Oui la nouvelle est tombée aujourd'hui au lendemain d'un premier tour laissant à la France une drôle de gueule de bois ... Et bien l'image par image déjà représentée magnifiquement au Festival de Cannes par
Madagascar 3, film qui démontre la grande originalité du cinéma que nous aimons vous et moi. Les sélectionneurs sont en effet redoutables et les spectateurs de la haute société du cinéma vont surement être surpris en emmenant leurs enfant à ce qu'ils croient être un simple divertissement puisque ce film montre que le cinéma d'animation peut aussi aborder des thèmes politiques et sociaux ici des animaux qui essayent d'émigrer de leur pays en Europe.
Un autre film d'animation qui avait été sélectionné dès la semaine dernière démontre lui aussi la force de l'image par image. Un court métrage dénonçant cette fois les effets terribles de la guerre, l'Apocalypse now du film d'animation. C'est un film sélectionné dans
les courts métrages provenant d'écoles il s'agit de
Slug Invasion (The Animation Workshop). Un film qui montre comment des limaces au prise avec une vieille dame essayent de s'en sortir, nouvelle allégorie finement mené sur les indiens essayant de s'en sortir face aux colons (mais on nous l'a fait pas à nous un peu comme son grand frère Avatar il s'agit bien du conflit irakien dont le réalisateur nous parle). Le film était jusqu'à présent sur les chaines Youtube et Vimeo de l'école mais la sélection cannoise a fait disparaitre le film (vous pouvez le trouver sur d'autres sites ...).
Et donc aujourd'hui on a appris que ce n'était pas 2 mais bien 3 films d'animation, vous avez bien lu 3 (Trois) films qui débarqueront pour défendre les couleurs de l'image par image au Festival de Cannes.
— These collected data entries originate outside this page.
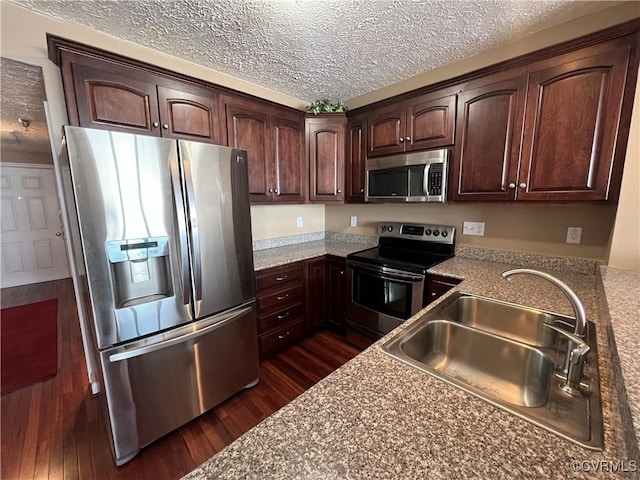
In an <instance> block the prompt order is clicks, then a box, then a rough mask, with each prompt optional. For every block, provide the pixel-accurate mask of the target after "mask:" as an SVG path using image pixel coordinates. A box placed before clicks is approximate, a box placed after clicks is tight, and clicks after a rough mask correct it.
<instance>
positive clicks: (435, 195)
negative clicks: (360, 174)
mask: <svg viewBox="0 0 640 480" xmlns="http://www.w3.org/2000/svg"><path fill="white" fill-rule="evenodd" d="M448 160H449V149H441V150H431V151H428V152H417V153H407V154H405V155H395V156H392V157H380V158H370V159H367V161H366V163H365V174H366V176H365V201H367V202H381V203H384V202H405V203H409V202H439V203H444V202H446V200H447V167H448Z"/></svg>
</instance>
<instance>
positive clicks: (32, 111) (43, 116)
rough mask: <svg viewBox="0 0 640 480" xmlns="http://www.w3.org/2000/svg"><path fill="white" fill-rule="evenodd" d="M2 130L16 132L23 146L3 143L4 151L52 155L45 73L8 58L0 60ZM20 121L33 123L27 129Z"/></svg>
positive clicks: (7, 143)
mask: <svg viewBox="0 0 640 480" xmlns="http://www.w3.org/2000/svg"><path fill="white" fill-rule="evenodd" d="M0 83H1V87H2V95H1V97H2V98H1V102H0V111H1V112H2V120H1V122H0V127H1V128H2V130H9V131H11V130H12V131H14V132H15V135H16V137H17V138H18V140H19V142H18V143H14V142H4V141H3V142H2V149H3V150H11V151H20V152H38V153H51V145H50V143H49V130H48V129H47V121H46V118H45V114H44V106H43V103H44V101H45V93H44V82H43V80H42V69H41V68H40V67H35V66H33V65H27V64H26V63H22V62H16V61H15V60H9V59H6V58H1V59H0ZM18 118H23V119H28V120H30V121H31V125H30V126H29V128H26V129H25V128H24V127H23V126H22V125H21V124H20V123H19V122H18Z"/></svg>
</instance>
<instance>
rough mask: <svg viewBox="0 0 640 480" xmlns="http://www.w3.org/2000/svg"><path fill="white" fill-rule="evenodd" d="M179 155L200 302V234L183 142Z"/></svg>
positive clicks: (187, 156) (187, 150) (195, 209)
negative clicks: (188, 206) (183, 181)
mask: <svg viewBox="0 0 640 480" xmlns="http://www.w3.org/2000/svg"><path fill="white" fill-rule="evenodd" d="M180 155H181V157H182V165H183V166H184V180H185V185H186V187H187V203H188V206H189V222H190V224H191V240H192V245H193V247H192V248H193V276H194V284H195V290H196V300H202V265H201V258H202V257H201V254H200V233H199V231H198V214H197V211H196V201H195V196H196V195H195V190H194V188H193V179H192V177H191V152H190V151H189V147H188V146H187V145H185V143H184V142H182V141H181V142H180Z"/></svg>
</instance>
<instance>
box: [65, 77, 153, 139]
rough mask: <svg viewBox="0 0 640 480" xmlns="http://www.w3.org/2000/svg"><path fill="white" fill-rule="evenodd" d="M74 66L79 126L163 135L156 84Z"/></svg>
mask: <svg viewBox="0 0 640 480" xmlns="http://www.w3.org/2000/svg"><path fill="white" fill-rule="evenodd" d="M72 69H73V83H74V90H75V95H76V106H77V114H78V121H79V126H81V127H88V128H99V129H102V130H113V131H118V132H127V133H142V134H147V135H154V136H160V128H159V119H160V117H159V115H158V94H157V90H156V86H155V84H152V83H147V82H144V81H141V80H137V79H133V78H129V77H126V76H123V74H122V73H121V72H116V73H110V72H108V71H106V70H100V69H94V68H90V67H88V66H85V65H81V64H73V66H72ZM70 105H71V103H70ZM69 117H70V118H72V117H75V115H69Z"/></svg>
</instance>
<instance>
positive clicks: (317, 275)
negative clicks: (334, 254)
mask: <svg viewBox="0 0 640 480" xmlns="http://www.w3.org/2000/svg"><path fill="white" fill-rule="evenodd" d="M307 275H308V277H307V329H308V330H309V331H311V330H315V329H317V328H318V327H320V326H322V325H324V324H326V322H327V286H328V284H327V260H326V257H325V256H322V257H317V258H312V259H310V260H307Z"/></svg>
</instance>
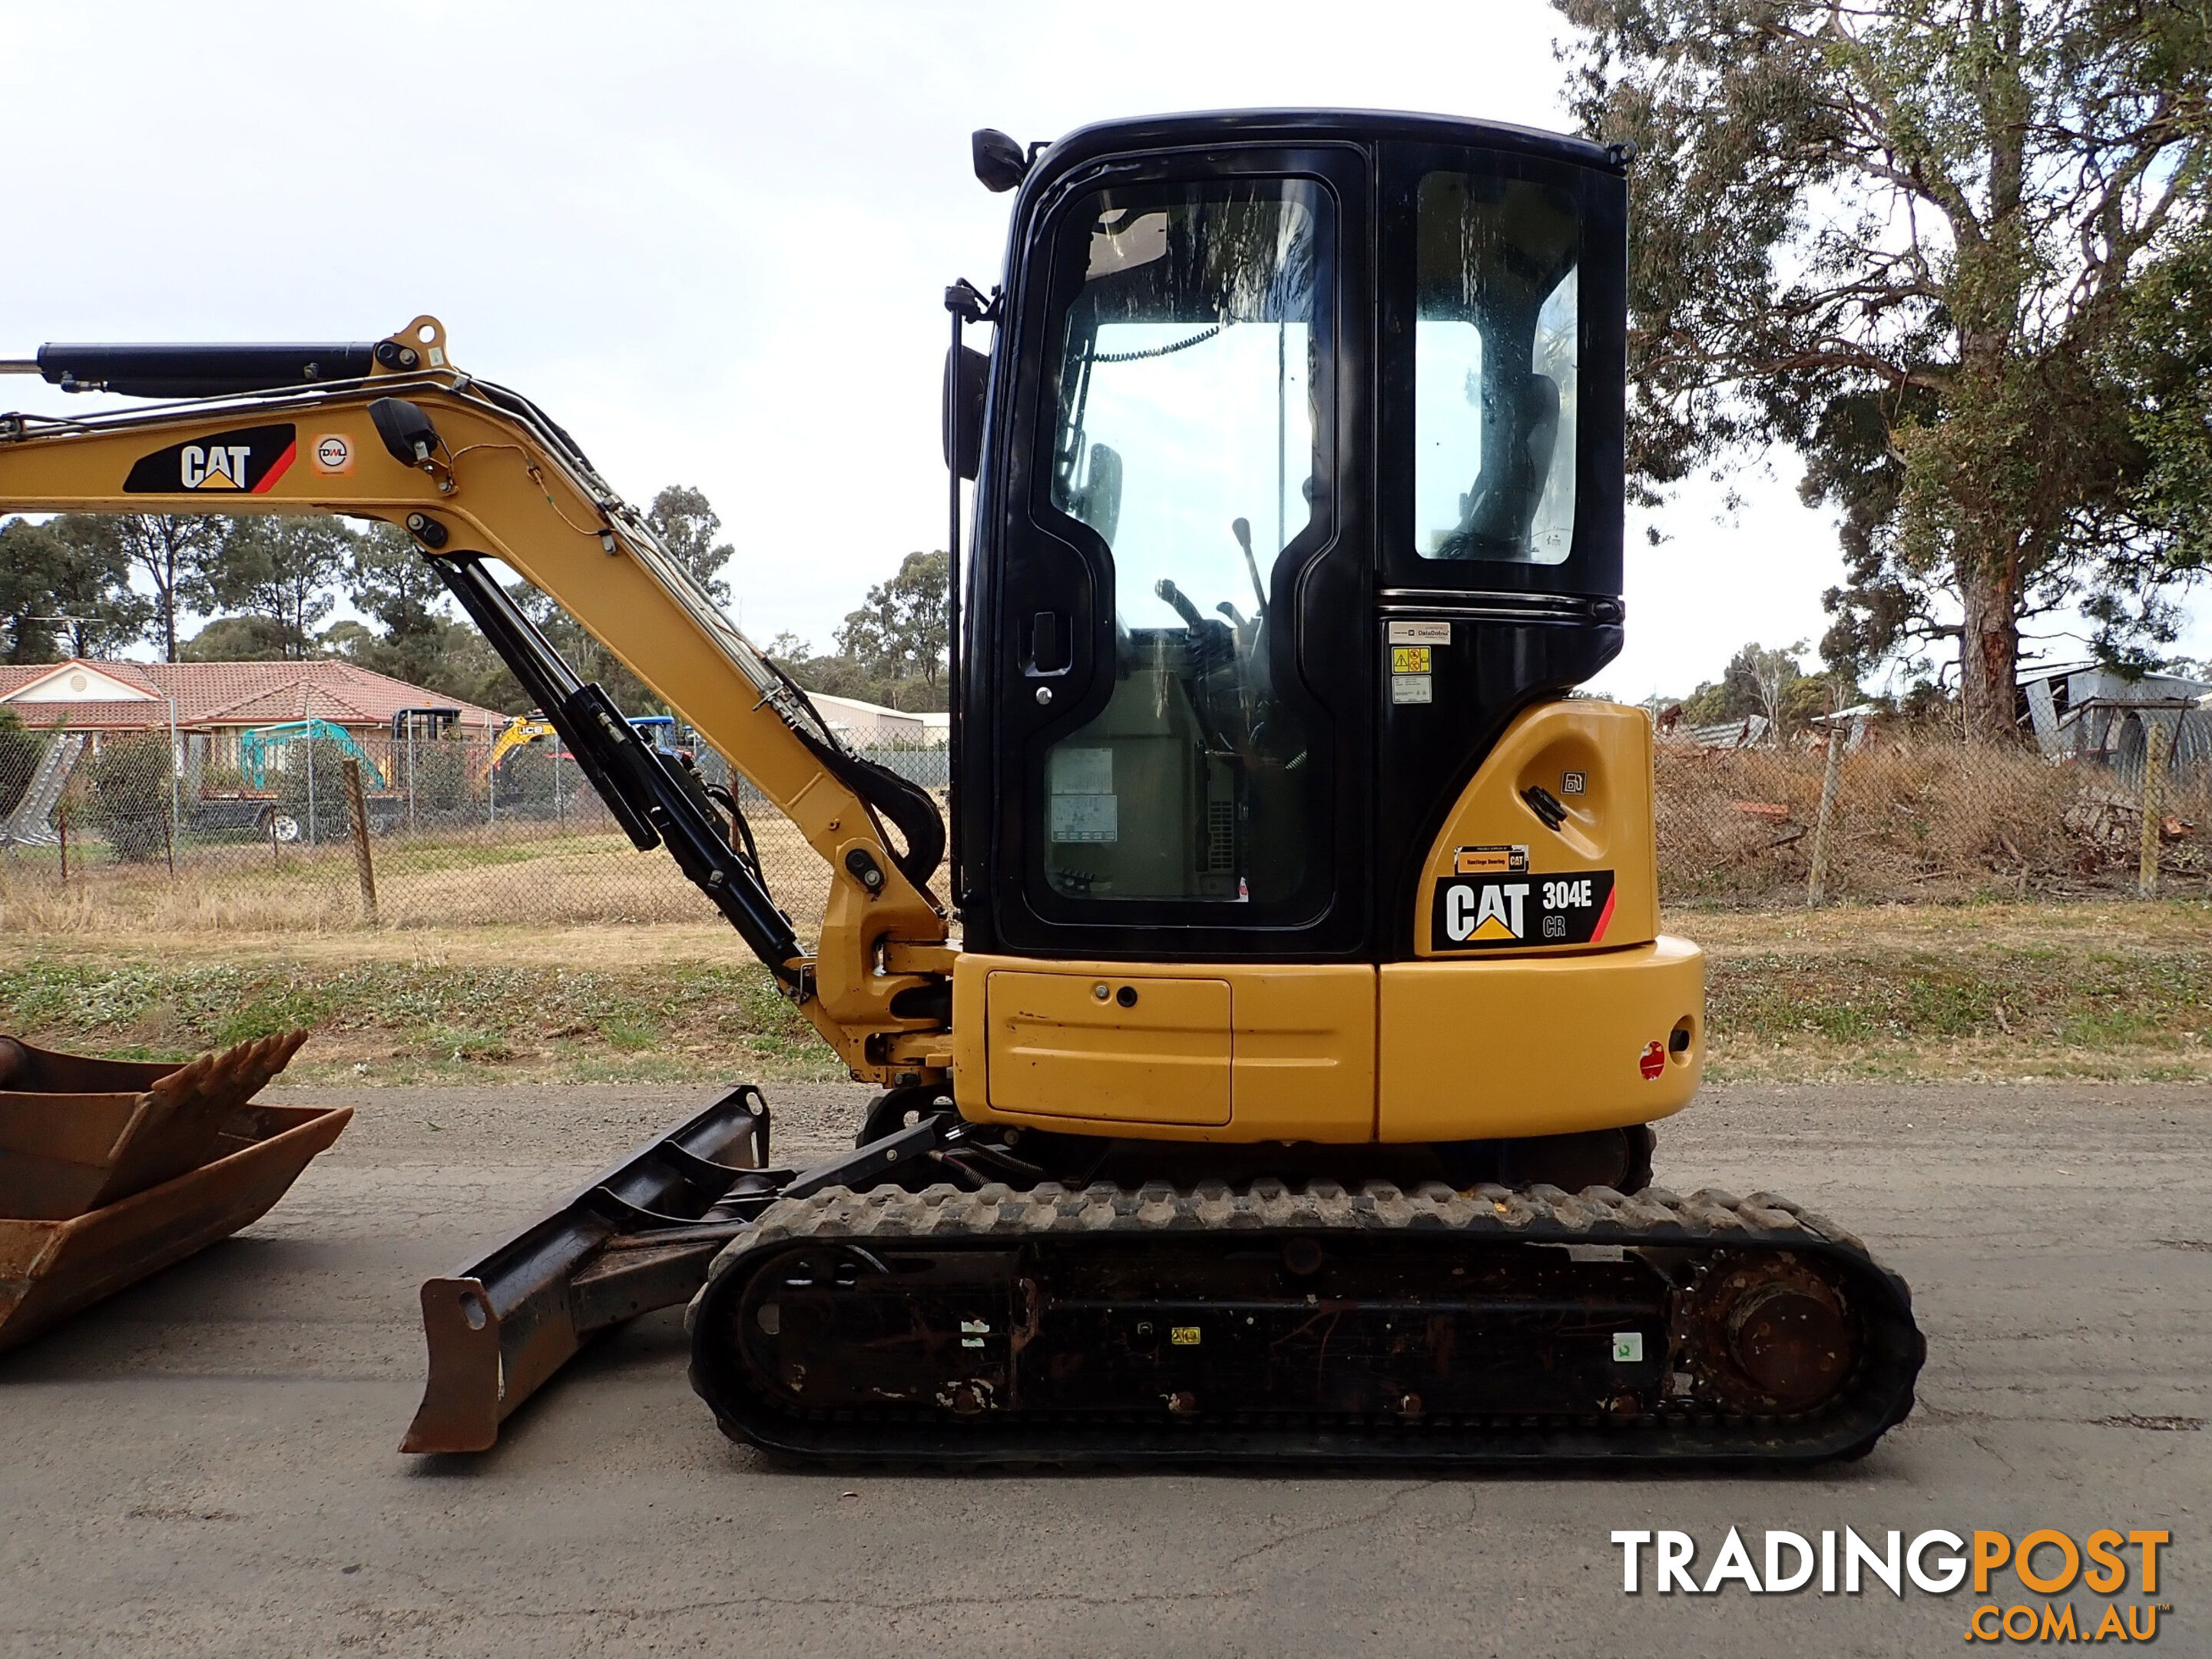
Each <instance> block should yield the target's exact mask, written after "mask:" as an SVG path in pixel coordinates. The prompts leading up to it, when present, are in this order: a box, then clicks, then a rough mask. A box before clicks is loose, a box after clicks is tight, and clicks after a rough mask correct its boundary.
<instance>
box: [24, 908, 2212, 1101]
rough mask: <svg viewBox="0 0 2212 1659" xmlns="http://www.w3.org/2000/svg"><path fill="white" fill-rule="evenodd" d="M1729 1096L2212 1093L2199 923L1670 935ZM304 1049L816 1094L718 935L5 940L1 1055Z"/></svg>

Et cette fois-ci dans
la sélection de la Semaine de la critique. Oui oui cette section du festival qui avait, sous l'impulsion de bons auspices (partis depuis) sélectionnés jusqu'à 3 films d'animation avait juré qu'on ne l'y reprendrait plus et pourtant un film a réussi à se glisser parmi les films normaux, les vrais ... l'intrus:
Fleuve rouge, Song Hong de Lansaque et Leroy à qui l'on doit Mei Ling et Bonsoir Monsieur Chu. Bon il se peut que comme dans leurs précédents films on voit dans ce film des vrais décors filmés pour de vrai, et c'est peut-être ce qui a trompé la vigilance des sélectionneurs.
En tout cas je pense que l'on peut dire que cette année le Festival de Cannes a enfin pris la mesure de la montée du cinéma d'animation et que c'est une juste revanche pour une technique
trop souvent oublié des sélectionneurs cannois. 3 films sur plusieurs dizaines de films ah ah fini de rire pour la prise de vues réelles au Festival de Cannes ... ou pas.